Chapter 9: Reimagining Ecological Governance Through a Rediscovery of the Commons
in Thought, Law, Action and Rights in an Age of Environmental Crisis, Pp. 251-282, Cheltenham, UK: Edward Elgar Publishing, Anna Grear & Evadne Grant eds., 2015
Posted: 16 Dec 2015
Date Written: December 1, 2015
Abstract
One of the most distressing realities of our time is the failure of governance institutions to confront well-documented ecological and social problems with vigour, honesty, and imagination. A kind of political and institutional paralysis is precluding the growth of promising alternatives. In this book review of Chapter 9, we argue that the Commons paradigm, especially when guided by human rights law and policy, can help us imagine and implement a new vision of provisioning and democratic governance.
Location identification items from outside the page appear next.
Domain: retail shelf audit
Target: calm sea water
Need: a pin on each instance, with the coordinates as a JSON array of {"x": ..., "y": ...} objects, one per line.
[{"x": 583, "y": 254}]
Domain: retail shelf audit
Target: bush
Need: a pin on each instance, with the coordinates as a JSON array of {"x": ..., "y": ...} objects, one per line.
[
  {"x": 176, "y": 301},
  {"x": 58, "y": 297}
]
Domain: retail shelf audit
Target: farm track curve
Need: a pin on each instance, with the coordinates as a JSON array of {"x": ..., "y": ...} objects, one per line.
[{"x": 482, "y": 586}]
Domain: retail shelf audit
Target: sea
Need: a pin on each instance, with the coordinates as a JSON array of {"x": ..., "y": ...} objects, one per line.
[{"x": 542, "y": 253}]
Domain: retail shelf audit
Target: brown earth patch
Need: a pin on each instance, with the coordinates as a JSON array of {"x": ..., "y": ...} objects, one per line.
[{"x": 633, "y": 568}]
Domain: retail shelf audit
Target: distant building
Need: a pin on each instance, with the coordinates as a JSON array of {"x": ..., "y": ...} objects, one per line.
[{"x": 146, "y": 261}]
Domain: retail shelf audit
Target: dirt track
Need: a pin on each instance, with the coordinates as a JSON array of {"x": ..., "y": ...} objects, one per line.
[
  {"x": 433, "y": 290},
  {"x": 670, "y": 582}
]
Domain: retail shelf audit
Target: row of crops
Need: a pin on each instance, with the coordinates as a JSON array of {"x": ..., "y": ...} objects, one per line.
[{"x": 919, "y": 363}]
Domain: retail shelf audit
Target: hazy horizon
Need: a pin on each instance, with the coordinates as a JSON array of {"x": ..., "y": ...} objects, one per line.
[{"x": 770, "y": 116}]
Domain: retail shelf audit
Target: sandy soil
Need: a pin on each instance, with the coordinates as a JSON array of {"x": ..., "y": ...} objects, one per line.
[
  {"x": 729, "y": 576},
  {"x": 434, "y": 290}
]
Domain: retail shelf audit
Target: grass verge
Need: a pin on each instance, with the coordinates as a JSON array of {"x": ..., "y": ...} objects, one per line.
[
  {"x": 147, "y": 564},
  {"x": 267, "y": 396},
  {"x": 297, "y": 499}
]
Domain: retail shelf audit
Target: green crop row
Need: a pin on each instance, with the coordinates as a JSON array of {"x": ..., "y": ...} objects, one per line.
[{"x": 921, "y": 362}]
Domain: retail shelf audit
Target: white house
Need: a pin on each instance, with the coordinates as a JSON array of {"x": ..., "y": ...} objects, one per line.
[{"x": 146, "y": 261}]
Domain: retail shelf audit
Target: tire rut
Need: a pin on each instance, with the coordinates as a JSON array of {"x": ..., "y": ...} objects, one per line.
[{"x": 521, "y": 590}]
We do not propose an abrupt, revolutionary change, but one that can feasibly evolve within the fragile, deteriorating edifice of existing institutions. The Commons as a discourse and set of ethical social practices offers many attractive features in navigating a transformation in ecological governance. It offers a coherent economic and political critique of existing State/Market institutions, and its history embraces many venerable legal principles that help us both to imagine new forms of law and to develop proactive strategies for effecting change. Perhaps most importantly, the Commons is supported by an actual transnational movement of commoners who are co-creating innovative new provisioning and governance systems that work. It is important to understand that the Commons is not an ideological agenda or an impractical, Utopian vision. It is a useful new/old framework and vocabulary for building a new societal vision and for imagining constructive alternatives to the neoliberal economics and policies that now enclose (commodify and privatise) shared resources at virtually every opportunity, dispossessing communities and degrading our natural environment and public order.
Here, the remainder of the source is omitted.